If I understand this phrase correctly:
[I] am looking to extract the data from all columns associated with the longest sequence of non-NA rows for one particular column
You have a column of interest, call it WANT
, and are looking to isolate all columns from the single row of data with the highest consecutive non-NA values in WANT
.
Example data
df <- data.frame(A = LETTERS[1:10],
B = LETTERS[1:10],
C = LETTERS[1:10],
WANT = LETTERS[1:10],
E = LETTERS[1:10])
set.seed(123)
df[sample(1:nrow(df), 2), 4] <- NA
# A B C WANT E
#1 A A A A A
#2 B B B B B
#3 C C C <NA> C
#4 D D D D D
#5 E E E E E
#6 F F F F F
#7 G G G G G
#8 H H H H H
#9 I I I I I # want to isolate this row (#9) since most non-NA in WANT
#10 J J J <NA> J
Here you would want all I
values as it is the row with the longest running non-NA values in WANT
.
If my interpretation of your question is correct, we can extend the excellent answer found here to your situation. This creates a data frame with a running tally of consecutive non-NA values for each column.

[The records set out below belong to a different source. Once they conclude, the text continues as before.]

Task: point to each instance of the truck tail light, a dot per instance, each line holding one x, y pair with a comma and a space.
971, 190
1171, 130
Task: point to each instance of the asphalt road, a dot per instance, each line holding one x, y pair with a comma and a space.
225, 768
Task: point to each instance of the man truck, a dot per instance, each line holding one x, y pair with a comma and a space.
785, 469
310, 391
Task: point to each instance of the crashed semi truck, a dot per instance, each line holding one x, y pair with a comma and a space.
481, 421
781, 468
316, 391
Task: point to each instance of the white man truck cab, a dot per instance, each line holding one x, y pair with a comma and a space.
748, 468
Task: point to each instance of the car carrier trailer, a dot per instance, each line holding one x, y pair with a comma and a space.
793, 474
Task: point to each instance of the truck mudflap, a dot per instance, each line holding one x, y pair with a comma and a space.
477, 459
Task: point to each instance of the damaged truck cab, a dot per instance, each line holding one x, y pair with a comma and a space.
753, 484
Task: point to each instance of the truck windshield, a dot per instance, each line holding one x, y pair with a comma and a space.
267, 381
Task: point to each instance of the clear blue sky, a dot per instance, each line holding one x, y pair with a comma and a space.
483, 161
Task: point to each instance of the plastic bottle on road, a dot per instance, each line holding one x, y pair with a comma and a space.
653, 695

The benefit of using this is that it will count consecutive non-NA runs across all columns (of any type, ie character, numeric), then you can index on whatever column you want using which.max()
# from @jay.sf at https://stackoverflow.com/questions/61841400/count-consecutive-non-na-items
res <- as.data.frame(lapply(lapply(df, is.na), function(x) {
r <- rle(x)
s <- sapply(r$lengths, seq_len)
s[r$values] <- lapply(s[r$values], `*`, 0)
unlist(s)
}))
# index using which.max()
want_data <- df[which.max(res$WANT), ]
#> want_data
# A B C WANT E
#9 I I I I I
If this isn't correct, please edit your question for clarity.